Albert Hirschman, an eminent economist and political thinker, has died. He was a towering figure, an economist who refused to reduce human interactions to commercial transactions, and who understood that human behavior is motivated by more than a desire for comparative advantage.
The book for which Hirschman is best known is his classic Exit, Voice, and Loyalty. The Economist gives a good summary of its basic argument:
Mr Hirschman argued that people have two different ways of responding to disappointment. They can vote with their feet (exit) or stay put and complain (voice). Exit has always been the default position in the United States: Americans are known as being quick to up sticks and move. It is also the default position in the economics profession. Indeed, when his book appeared, Milton Friedman and his colleagues in the Chicago School were busy extending the empire of exit to new areas. If public schools or public housing were rotten, they argued, people should be encouraged to escape them.
Mr Hirschman raised some problems with the cult of exit. Sometimes, it entrenches the status quo. Dictators may rule longer if their bravest critics flee abroad (indeed, Cuba uses emigration as a safety valve). Monopolies may have an easier life if their stroppiest customers find an alternative. Mr Hirschman got the idea for his book during a ghastly train journey in Nigeria: he concluded that the country’s railways were getting worse because the most vocal customers were shifting to the roads.
Exit may also reinforce the cycle of decline. State schools may get worse if the pushiest parents take their custom elsewhere.

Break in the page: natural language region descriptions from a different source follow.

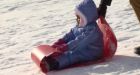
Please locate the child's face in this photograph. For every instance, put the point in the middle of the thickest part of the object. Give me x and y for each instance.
(78, 19)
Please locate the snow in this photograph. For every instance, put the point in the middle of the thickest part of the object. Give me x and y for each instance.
(24, 24)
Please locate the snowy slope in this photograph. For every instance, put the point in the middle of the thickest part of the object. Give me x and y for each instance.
(25, 24)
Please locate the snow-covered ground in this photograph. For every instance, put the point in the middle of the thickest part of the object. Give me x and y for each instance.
(25, 24)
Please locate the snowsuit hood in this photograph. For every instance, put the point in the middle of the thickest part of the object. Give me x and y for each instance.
(87, 11)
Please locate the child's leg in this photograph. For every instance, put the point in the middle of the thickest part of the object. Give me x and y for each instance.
(76, 56)
(136, 5)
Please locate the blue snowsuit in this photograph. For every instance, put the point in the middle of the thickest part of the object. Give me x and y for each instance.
(84, 43)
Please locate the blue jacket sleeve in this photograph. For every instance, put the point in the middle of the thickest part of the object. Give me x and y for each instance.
(69, 36)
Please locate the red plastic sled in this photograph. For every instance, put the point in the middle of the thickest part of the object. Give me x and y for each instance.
(110, 46)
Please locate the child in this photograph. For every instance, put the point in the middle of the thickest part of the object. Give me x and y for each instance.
(83, 43)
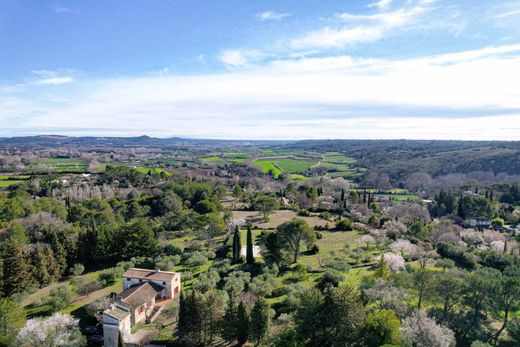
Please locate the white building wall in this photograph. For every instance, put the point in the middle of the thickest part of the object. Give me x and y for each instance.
(169, 285)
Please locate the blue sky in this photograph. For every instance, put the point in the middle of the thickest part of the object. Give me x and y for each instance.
(261, 69)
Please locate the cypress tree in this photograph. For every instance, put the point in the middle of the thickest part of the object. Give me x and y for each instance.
(17, 232)
(60, 254)
(382, 270)
(237, 245)
(242, 325)
(39, 263)
(249, 248)
(16, 268)
(120, 340)
(181, 323)
(259, 321)
(228, 332)
(460, 209)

Mr Hirschman worried that a moderate amount of exit might produce the worst of all worlds: “an oppression of the weak by the incompetent and an exploitation of the poor by the lazy which is the more durable and stifling as it is both unambitious and escapable.”…
But Mr Hirschman’s overall point was not that exit is bad but that exit and “voice” work best together. Reformers are more likely to be able to fix an organisation if there is a danger that their clients will leave. The problem with Friedman et al was that they focused only on exit and not on how exit and voice could be used to reinforce each other.

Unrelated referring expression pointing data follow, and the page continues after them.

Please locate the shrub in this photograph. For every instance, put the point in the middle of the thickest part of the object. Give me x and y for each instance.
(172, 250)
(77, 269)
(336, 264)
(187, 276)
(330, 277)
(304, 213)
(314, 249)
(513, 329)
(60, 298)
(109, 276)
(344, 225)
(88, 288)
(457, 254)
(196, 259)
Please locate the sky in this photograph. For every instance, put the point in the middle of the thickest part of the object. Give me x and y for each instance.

I’ve quoted a rather long segment of the Economist’s piece, because Hirschman’s point is critically important, and all too frequently ignored.
Without the right to exit, there can be no freedom. But if our only choice is between shutting up and leaving, there can be no progress, no institutional improvement. That’s the great virtue of dissent, of voice–something the “love it or leave it” folks seem unable to grasp.
Sometimes, we want to remain in a situation–a marriage, a job, a country–because we care enough to want to improve it.